TLR ligand suppression or enhancement of Treg cells? A double-edged sword in immunity to tumours

H Conroy, N A Marshall, K H G Mills
Oncogene 2008 January 7, 27 (2): 168-80
Toll-like receptor (TLR) agonists are potent activators of innate immune responses, activating dendritic cell (DC) maturation and inflammatory cytokine secretion by innate immune cells and as a consequence they promote adaptive immune response when coadministered with foreign antigens. There is also some evidence from mouse models that TLR ligands can help to break tolerance to self-antigens and promote immune responses to tumour antigens. Therefore, they have been exploited as adjuvants for tumour vaccines or as immunotherapeutics against cancer. Clinical evaluation of TLR agonists has resulted in a licensed immunotherapeutic for basal cell carcinoma, but there have also been disappointing results from clinical trials, with one pharmaceutical company recently halting its clinical programme. A major obstacle to the development of any active immunotherapeutic approach to cancer is the immunosuppressive environment of the growing tumour, including the induction of tolerogenic DCs and regulatory T (Treg) cells, which suppress the development of protective effector T-cell responses. This can be compounded by the use of TLR ligands as immunotherapeutics.

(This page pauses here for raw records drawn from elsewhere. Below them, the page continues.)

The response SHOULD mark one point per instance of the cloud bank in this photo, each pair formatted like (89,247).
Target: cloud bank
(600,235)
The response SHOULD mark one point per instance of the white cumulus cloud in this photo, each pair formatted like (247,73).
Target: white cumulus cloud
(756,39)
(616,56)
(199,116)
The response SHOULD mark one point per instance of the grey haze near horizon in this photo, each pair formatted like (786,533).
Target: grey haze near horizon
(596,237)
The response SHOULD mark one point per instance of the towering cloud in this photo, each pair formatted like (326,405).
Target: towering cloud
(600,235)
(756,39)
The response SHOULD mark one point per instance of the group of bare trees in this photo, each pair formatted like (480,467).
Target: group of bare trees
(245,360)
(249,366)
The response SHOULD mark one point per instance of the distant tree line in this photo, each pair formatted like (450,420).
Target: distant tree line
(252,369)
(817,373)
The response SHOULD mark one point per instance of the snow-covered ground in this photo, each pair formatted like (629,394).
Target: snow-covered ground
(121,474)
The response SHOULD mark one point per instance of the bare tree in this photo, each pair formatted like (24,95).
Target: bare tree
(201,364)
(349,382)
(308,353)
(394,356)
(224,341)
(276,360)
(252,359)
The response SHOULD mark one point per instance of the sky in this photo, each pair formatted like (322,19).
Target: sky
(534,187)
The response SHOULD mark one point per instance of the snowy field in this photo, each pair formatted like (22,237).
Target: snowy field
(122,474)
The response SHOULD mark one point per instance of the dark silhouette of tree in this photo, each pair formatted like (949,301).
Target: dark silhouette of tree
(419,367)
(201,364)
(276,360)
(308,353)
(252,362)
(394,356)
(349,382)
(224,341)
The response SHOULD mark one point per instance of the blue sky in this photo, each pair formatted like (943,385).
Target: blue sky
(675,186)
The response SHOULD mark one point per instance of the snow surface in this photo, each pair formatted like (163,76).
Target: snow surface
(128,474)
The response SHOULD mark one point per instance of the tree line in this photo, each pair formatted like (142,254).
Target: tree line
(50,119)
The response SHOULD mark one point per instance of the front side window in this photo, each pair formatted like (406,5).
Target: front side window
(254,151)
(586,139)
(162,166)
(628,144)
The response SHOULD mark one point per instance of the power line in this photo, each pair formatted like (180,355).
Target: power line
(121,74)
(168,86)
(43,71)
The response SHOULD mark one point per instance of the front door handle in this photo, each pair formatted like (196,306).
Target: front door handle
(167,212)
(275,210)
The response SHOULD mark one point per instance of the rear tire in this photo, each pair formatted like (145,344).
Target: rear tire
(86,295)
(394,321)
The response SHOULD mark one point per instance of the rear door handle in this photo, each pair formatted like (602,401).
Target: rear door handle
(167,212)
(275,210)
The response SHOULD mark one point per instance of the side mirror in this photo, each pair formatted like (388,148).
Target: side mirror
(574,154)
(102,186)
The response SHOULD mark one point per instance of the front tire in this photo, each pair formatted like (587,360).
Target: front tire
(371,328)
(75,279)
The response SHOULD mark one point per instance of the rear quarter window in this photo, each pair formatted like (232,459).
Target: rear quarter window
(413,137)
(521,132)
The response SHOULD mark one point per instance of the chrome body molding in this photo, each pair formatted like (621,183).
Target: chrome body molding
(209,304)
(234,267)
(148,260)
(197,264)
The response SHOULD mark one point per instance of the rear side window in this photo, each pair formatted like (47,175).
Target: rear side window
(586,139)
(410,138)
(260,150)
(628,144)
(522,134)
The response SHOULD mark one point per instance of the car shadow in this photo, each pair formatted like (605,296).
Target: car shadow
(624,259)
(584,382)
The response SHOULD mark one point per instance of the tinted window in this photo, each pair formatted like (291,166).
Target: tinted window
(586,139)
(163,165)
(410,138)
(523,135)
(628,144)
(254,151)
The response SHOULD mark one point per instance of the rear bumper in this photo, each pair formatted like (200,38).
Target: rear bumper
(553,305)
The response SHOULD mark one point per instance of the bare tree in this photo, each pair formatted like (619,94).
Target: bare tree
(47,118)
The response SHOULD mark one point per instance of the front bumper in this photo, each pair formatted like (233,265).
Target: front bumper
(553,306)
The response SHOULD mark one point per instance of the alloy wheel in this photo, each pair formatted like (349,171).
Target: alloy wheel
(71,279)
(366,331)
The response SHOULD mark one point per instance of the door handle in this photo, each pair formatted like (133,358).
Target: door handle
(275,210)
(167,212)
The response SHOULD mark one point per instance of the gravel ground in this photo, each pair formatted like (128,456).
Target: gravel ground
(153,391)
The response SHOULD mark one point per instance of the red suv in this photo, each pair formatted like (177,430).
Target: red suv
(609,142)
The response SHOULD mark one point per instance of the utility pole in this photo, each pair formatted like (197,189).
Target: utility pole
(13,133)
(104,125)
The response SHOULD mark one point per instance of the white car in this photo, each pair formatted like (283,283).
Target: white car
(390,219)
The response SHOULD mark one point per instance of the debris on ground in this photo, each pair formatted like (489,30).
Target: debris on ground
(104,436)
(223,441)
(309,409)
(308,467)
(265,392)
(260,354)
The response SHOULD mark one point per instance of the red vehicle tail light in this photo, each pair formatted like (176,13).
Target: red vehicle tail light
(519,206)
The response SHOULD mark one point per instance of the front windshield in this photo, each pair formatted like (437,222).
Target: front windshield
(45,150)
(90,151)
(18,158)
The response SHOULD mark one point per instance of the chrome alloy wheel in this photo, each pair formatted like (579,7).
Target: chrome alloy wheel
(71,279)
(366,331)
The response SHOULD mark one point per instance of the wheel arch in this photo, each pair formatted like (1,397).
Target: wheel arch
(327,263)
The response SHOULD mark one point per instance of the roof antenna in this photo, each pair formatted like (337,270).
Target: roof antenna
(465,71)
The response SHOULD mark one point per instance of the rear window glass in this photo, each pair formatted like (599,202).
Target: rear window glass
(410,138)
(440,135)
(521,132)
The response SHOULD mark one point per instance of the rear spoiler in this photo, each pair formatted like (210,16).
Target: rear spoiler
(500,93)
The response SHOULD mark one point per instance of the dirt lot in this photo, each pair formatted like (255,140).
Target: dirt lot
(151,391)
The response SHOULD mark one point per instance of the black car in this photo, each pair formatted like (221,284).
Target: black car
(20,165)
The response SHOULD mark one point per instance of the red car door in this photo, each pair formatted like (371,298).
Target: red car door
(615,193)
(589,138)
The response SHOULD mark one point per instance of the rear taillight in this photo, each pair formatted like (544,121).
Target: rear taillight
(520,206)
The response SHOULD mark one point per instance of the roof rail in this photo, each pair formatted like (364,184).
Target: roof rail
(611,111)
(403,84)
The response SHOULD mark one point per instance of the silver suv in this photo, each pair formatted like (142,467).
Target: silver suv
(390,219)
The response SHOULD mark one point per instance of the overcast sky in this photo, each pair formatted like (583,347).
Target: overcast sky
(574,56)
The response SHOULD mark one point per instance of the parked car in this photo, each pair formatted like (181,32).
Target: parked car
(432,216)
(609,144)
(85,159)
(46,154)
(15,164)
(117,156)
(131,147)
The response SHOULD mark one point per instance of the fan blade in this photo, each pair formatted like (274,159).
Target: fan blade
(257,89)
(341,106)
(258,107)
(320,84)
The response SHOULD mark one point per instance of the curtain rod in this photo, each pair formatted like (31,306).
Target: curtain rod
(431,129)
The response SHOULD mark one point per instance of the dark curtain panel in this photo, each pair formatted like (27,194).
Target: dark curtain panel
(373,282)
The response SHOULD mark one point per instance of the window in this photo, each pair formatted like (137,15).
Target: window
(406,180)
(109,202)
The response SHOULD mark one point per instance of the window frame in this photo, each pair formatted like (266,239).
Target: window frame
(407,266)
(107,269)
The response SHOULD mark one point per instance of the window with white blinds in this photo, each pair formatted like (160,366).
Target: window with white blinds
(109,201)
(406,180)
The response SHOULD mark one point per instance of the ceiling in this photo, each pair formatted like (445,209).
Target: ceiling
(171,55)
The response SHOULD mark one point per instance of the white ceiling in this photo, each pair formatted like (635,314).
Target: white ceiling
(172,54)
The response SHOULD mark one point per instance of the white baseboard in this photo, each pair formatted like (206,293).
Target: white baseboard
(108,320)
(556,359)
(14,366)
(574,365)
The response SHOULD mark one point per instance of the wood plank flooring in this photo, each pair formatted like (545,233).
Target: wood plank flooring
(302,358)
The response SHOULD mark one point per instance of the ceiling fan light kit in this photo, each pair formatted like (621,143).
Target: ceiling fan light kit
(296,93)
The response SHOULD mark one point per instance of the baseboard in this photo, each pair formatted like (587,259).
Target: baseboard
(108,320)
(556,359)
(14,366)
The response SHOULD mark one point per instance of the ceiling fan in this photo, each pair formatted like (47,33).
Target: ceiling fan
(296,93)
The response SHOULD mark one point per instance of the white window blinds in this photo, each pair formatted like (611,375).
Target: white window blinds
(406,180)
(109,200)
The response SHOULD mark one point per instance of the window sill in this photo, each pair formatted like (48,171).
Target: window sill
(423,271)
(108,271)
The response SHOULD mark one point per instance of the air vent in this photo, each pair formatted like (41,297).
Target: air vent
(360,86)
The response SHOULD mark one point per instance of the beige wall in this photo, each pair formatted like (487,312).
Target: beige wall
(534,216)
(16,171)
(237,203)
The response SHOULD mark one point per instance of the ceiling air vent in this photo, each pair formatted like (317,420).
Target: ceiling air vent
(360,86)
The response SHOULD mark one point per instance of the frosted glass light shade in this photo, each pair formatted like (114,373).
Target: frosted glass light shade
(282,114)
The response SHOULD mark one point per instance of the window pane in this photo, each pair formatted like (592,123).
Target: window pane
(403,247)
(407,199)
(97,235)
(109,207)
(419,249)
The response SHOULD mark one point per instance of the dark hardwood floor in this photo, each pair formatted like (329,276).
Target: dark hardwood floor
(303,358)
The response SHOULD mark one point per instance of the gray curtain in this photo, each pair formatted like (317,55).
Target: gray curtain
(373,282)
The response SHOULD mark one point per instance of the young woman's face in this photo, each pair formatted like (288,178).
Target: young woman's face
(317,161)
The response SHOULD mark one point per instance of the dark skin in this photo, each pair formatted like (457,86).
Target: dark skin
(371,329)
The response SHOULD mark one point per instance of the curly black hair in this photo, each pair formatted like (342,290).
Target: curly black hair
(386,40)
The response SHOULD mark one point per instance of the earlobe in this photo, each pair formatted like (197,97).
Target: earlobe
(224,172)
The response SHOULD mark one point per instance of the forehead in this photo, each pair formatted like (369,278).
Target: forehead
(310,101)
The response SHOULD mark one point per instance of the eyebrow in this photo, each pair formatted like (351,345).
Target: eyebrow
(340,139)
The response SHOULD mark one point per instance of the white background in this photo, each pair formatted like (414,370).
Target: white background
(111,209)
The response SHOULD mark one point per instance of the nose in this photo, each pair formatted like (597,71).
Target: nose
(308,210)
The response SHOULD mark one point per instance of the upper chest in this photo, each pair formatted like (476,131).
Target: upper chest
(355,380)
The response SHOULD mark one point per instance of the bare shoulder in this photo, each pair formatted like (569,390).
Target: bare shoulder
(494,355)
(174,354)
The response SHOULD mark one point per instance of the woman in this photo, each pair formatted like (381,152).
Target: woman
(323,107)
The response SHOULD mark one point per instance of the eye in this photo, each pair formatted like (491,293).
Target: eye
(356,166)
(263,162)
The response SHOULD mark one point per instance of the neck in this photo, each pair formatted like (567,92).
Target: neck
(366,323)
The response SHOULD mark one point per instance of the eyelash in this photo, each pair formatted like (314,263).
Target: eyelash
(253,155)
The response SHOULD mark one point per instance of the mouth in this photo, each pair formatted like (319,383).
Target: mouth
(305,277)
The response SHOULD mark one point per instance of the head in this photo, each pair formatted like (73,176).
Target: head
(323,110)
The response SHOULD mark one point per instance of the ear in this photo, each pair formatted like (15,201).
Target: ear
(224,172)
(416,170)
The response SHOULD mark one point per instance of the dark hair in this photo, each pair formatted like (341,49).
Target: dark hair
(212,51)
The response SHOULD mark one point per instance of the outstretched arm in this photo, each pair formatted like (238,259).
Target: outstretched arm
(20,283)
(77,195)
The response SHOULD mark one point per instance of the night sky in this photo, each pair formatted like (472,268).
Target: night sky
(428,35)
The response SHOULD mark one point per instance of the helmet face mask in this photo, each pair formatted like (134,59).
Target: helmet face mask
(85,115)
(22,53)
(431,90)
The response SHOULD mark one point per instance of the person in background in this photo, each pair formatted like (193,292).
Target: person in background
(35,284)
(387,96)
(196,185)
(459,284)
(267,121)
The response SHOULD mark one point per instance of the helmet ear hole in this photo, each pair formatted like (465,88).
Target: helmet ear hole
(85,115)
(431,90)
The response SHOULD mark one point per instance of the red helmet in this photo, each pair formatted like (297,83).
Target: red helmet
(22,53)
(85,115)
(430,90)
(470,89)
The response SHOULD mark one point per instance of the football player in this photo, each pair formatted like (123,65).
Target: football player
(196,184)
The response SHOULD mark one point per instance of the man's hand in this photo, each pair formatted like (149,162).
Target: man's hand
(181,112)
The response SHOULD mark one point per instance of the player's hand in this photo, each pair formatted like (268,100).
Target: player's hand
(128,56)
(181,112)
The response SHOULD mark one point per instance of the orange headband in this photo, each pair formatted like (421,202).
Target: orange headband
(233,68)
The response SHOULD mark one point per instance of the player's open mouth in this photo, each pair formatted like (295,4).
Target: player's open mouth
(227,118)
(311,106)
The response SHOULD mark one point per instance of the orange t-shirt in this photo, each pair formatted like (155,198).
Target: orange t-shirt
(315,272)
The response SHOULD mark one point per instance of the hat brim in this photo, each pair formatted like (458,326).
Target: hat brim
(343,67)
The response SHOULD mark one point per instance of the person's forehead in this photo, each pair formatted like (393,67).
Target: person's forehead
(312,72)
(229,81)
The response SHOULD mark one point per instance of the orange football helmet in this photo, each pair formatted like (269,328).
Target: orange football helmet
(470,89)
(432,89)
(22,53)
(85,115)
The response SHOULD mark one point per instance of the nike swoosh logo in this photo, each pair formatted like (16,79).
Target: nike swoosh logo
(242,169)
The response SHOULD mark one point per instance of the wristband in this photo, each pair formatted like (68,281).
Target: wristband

A problem with TLR agonists that has not been fully appreciated is that they can generate suppressive as well as inflammatory responses in innate immune cells and can promote the induction of regulatory as well as effector T cells. This is part of a normal mechanism for limiting collateral damage during infection or sterile inflammation, but can constrain their ability to induce protective antitumour immunity, especially in the immune suppressed environment of the tumour. Alternatively, manipulating the TLR-activated innate immune responses to selectively blocking immunosuppressive arm, as well as that induced by the tumour, may hold the key to enhancing their efficacy as tumour immunotherapeutics and as adjuvants for cancer vaccines.